One of the key elements in Hayles’ book is the detailed analysis of how information lost its body. Information, she argues, gained an almost transcendental status, as something that could move more or less unaffected through different media. It was as if the world was given a new realm of being, a pure digital substratum where information cascaded through different material substrates, changing everything as it went along. This, Hayles argues, lead to vacating an old model of understanding the world based on presence and absence, in favor of a new digital world where informational terms such as pattern, randomness, signal and noise were key. We thought we would leave the flesh behind and submerged ourselves (or at least our brains) in the digital sea.

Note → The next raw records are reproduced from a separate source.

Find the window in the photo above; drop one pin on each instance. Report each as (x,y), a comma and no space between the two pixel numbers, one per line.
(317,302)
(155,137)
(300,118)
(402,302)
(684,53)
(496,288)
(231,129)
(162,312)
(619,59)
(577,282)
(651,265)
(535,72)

But it just did not turn out that way. We are now standing on the shore, wet and freezing, attempting to refigure our senses to a new reality (much as Hans Ulrich Gumbrecht suggests in the quote in this post).

This is (amongst other things) why I believe science communication is becoming a political and theoretical focal point. Our understanding of communication itself, how ideas, emotions and affects are spread, is morphing. We need new tools with which to communicate in this new reality; or rather, we need to figure out what this new reality is like and how we should maneuver in it. The contours are at best blurry. If science communication was predicated on a specific understanding of information (signal to noise) and that mode is no longer as valid and obvious as earlier, where does that leave us? If there is a return to presence and absence as a communicative model, where does that leave science communication?

It is symptomatic that Matthew Nisbett (of Framing Science-fame) renamed and relaunched his influential blog as Age of Engagement. The is good reason for attempting to develop new, more material conceptualizations of science communication right now, me thinks.